BiomécaniqueCinématiqueSection 1.511 min de lecturemis à jour le 17 août 2026
Objectifs de la section

Pour décrire la composante linéaire d'un mouvement — la translation —, la cinématique commence par trois paramètres : la trajectoire (où passe le mouvement), la distance (combien il parcourt) et la direction (vers où il va). Cette section les définit un à un, montre comment se calcule une distance à partir de positions mesurées, et réunit distance et direction en une seule notion : le vecteur déplacement. À la fin de cette section, vous devez être capable de définir ces trois paramètres, de calculer une distance entre deux points à partir de leurs coordonnées, et d'expliquer pourquoi la distance seule ne suffit pas à décrire un déplacement.

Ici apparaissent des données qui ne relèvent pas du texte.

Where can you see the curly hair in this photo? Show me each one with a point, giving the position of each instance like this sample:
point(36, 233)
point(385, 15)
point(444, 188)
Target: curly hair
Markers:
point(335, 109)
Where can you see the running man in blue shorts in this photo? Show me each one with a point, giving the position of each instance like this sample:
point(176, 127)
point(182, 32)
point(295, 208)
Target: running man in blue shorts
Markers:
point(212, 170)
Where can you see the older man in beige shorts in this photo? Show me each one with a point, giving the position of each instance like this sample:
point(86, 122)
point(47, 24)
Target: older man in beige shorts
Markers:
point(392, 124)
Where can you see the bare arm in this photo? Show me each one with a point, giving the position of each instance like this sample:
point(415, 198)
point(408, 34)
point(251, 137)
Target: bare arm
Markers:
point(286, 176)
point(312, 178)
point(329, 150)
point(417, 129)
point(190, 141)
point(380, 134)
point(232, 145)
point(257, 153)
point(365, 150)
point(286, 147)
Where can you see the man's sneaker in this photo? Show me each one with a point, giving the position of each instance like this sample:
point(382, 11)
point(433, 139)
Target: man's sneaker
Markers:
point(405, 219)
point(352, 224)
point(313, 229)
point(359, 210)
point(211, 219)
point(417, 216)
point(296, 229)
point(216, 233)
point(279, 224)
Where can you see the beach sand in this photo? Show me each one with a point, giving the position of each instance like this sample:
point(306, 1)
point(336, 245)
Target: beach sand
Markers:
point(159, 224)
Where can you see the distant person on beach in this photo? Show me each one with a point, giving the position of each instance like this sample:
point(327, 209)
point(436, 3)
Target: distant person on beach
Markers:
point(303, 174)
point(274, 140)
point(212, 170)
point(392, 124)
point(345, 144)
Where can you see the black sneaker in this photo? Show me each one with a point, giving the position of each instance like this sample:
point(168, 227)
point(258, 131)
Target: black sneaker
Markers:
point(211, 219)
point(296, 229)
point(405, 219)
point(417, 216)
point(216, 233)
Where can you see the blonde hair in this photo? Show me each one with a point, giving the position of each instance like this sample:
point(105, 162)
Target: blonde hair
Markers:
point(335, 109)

1.5.1 La trajectoire : le chemin suivi

La trajectoire est le tracé des positions successives d'un point au cours du temps — autrement dit, le chemin qu'il a suivi. La position est l'endroit où se situe un point dans l'espace à un moment donné ; elle s'exprime par rapport à un point de référence choisi1 — dire qu'une marcheuse se trouve « à 9,50 m » n'a de sens que par rapport à un zéro fixé, sa ligne de départ par exemple.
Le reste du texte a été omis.